I changed the cleanup routing to once every 5 minutes and that one removed it.
20100 = Waiting to run and shouldn't be there in the first place.

fred

Quote from: Pepo on May 20, 2011, 04:07:16 PM
I assume it is related to the Progress% and running state (fast history fetching kicks in again?) - 3 minutes after I've resumed the EVO task, BT's CPU usage jumped to 2/3 of a core and stayed for hours, with the exception of 3 minutes, while EVO task was temporarily suspended.
The progress comes from the BOINC client and is wrong....
The CPU usage, comes from the BOINC client as well. Is the time difference over couple of seconds.

Pepo

#28
Quote from: fred on May 20, 2011, 04:12:20 PM
Quote from: Pepo on May 20, 2011, 04:07:16 PM
I assume it is related to the Progress% and running state (fast history fetching kicks in again?) - 3 minutes after I've resumed the EVO task, BT's CPU usage jumped to 2/3 of a core and stayed for hours, with the exception of 3 minutes, while EVO task was temporarily suspended.
The progress comes from the BOINC client and is wrong....
I believe it and I'm sure that the client gets it directly from EVO's wrapper (which behaves everything but correctly :))) - BOINC Manager sees the same. But the times are wrong.

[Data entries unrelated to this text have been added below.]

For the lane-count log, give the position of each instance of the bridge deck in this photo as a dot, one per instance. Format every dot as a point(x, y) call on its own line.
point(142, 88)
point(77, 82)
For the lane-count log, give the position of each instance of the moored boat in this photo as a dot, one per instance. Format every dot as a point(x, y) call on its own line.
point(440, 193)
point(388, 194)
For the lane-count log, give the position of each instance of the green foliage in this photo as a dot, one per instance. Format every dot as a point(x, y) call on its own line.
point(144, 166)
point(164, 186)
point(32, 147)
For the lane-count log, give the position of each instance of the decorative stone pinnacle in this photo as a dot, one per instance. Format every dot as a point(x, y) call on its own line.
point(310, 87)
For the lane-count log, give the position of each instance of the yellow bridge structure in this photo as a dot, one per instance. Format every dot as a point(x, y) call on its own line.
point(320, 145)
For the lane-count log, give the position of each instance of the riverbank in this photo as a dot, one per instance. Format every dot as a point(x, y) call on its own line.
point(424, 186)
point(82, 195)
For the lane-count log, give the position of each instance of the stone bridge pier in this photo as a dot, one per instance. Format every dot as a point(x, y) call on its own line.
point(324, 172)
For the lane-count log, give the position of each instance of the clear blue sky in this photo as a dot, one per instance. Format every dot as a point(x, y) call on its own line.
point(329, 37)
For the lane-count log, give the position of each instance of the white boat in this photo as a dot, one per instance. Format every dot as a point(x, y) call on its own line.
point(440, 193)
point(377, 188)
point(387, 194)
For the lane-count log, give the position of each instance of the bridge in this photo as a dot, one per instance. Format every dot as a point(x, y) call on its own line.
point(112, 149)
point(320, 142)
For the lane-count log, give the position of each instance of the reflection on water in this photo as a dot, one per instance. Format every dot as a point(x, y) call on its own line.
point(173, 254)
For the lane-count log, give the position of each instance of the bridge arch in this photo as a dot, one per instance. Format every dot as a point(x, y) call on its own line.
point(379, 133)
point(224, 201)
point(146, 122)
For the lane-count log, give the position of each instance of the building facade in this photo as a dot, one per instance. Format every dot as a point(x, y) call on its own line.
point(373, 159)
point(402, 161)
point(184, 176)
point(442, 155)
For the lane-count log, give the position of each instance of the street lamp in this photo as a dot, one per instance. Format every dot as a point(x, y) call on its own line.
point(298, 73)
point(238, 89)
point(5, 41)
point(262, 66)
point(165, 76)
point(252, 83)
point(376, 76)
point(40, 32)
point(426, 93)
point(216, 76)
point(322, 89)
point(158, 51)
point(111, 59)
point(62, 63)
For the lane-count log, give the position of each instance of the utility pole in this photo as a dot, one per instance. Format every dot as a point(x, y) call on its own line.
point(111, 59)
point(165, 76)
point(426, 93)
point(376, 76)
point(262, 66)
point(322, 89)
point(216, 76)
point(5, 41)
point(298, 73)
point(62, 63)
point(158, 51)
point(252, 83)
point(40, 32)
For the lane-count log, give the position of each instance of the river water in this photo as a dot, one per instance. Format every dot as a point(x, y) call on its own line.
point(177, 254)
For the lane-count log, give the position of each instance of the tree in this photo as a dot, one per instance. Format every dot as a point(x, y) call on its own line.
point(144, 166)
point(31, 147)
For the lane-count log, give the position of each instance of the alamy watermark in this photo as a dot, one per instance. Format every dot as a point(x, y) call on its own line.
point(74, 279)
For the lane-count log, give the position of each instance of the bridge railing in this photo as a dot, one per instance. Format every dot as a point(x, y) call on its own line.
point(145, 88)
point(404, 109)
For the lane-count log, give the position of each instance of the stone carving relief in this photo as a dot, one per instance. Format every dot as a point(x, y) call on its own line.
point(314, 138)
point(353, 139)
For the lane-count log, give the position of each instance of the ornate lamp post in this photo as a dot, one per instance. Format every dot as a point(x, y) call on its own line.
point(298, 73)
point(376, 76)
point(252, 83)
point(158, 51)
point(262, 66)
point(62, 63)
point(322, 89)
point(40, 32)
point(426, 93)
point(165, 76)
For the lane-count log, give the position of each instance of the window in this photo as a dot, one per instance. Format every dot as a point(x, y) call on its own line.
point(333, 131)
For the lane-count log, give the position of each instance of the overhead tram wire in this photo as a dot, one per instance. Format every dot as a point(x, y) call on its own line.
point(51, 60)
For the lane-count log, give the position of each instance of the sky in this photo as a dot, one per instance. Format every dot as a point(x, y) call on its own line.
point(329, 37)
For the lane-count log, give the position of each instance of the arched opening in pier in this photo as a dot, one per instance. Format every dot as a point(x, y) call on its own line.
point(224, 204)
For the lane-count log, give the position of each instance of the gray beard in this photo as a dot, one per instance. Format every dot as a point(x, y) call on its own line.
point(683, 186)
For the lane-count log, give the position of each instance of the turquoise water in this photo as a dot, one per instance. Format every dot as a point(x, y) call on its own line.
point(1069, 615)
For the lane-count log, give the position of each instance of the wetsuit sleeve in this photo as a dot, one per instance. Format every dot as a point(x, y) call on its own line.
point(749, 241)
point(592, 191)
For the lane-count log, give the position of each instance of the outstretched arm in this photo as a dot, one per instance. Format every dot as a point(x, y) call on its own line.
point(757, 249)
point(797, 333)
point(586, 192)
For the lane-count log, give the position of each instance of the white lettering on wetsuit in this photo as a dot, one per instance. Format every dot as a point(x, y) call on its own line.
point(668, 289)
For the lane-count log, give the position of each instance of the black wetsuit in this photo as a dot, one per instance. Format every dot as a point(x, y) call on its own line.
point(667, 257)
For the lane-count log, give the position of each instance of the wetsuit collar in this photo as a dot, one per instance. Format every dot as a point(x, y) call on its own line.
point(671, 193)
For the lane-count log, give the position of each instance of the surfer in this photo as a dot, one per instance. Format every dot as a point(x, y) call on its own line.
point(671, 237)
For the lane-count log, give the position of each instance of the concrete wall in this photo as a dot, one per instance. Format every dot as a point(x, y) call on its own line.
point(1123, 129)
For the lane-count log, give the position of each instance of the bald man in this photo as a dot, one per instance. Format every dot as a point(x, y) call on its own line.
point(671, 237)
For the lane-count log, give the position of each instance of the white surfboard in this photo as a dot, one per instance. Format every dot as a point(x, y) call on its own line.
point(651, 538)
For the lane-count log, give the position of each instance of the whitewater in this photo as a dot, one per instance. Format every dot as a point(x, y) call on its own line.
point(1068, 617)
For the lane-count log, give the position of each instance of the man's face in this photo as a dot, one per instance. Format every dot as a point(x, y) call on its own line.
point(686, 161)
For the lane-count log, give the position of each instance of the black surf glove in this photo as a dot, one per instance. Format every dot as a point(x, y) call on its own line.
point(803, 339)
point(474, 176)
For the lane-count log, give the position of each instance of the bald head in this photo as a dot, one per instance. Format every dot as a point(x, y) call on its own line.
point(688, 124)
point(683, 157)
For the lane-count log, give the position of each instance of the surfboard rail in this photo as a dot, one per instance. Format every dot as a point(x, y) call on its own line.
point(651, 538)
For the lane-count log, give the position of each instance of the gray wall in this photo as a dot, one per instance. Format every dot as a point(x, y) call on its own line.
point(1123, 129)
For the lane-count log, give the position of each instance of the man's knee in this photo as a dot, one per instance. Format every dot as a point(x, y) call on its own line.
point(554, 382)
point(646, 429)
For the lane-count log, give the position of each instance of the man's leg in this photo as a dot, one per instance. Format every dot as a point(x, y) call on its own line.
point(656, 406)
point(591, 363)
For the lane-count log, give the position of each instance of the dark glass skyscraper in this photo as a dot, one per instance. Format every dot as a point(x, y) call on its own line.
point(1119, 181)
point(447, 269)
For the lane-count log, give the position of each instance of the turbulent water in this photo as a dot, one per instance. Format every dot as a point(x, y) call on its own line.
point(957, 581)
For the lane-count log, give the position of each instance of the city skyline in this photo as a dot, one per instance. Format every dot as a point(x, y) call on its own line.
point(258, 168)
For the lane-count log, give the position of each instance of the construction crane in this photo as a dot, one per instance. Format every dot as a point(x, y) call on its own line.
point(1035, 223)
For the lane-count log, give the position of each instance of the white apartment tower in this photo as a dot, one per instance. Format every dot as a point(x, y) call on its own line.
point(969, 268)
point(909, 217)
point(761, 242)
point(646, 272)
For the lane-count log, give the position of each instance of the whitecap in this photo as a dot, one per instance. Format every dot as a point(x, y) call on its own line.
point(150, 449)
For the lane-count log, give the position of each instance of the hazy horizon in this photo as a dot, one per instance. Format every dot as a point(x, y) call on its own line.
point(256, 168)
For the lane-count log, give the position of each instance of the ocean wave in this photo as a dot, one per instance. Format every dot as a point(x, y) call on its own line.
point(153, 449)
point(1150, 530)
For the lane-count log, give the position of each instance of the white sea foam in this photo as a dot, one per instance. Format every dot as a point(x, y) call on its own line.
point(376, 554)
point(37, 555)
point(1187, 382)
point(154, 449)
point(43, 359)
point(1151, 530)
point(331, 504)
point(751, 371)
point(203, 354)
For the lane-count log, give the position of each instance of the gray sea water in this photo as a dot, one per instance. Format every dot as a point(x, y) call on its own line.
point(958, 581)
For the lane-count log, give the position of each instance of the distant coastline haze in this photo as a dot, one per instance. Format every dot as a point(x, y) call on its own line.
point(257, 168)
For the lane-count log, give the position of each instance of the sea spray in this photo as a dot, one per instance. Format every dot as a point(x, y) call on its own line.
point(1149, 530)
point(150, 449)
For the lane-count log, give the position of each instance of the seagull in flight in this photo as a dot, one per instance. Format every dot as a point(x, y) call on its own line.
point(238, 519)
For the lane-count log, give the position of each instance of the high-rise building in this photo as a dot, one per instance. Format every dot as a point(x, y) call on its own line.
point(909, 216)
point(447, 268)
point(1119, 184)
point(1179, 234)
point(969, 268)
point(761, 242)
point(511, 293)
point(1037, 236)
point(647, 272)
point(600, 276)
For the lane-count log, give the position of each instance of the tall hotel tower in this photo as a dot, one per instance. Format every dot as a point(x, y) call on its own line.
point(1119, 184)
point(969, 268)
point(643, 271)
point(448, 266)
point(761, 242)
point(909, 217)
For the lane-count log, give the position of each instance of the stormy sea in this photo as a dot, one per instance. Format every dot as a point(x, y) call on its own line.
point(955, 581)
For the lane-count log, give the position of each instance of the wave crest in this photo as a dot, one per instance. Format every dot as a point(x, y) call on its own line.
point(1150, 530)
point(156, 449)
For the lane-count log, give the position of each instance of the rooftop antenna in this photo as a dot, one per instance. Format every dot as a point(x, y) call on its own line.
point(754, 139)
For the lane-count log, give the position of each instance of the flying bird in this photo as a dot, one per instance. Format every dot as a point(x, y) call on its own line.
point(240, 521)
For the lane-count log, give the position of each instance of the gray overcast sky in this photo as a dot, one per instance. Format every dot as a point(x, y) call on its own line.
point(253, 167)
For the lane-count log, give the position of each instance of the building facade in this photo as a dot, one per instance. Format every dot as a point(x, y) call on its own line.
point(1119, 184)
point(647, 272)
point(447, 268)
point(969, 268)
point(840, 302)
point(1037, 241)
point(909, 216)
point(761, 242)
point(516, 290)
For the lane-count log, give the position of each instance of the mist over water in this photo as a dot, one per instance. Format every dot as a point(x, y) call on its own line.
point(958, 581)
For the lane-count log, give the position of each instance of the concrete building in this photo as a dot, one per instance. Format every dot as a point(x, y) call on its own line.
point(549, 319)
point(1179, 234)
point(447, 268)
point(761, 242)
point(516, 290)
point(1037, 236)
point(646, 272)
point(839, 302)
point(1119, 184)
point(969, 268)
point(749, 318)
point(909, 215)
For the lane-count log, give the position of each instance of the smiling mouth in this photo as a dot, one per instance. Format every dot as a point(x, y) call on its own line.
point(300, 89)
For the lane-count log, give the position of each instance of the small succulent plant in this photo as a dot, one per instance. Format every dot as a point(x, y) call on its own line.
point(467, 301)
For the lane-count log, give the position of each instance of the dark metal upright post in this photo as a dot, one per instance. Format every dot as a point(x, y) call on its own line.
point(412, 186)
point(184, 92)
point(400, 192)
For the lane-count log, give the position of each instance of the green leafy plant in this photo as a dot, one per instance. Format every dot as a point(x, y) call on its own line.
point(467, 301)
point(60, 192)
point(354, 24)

QuoteThe CPU usage, comes from the BOINC client as well. Is the time difference over couple of seconds.
How this?? What time difference over few seconds? BT simply consumes that much CPU time and is totally unresponsive (like poured with glue, the same feeling like when GPU tasks are blocking everything visible)... When I suspend the EVO 100% task, BT's CPU usage goes down to 1-2% in a few seconds. When I resume the EVO task, in approx. 30 seconds BT's CPU usage goes again up and it gets slowly responsive. And suddenly makes 4 x more I/O.

One more weird problem: when in such slowly responsive state, BT is able to suspend/resume any of the running or ready-to-run tasks, but sometimes somehow can not modify the suspend/resume state of the not-yet-started (ready to start) tasks :o (I've tried to restart it a couple of times, but no joy - BOINC Manager had to help.)
Peter

fred

I attached to the EVO project, lets see what problems I can produce.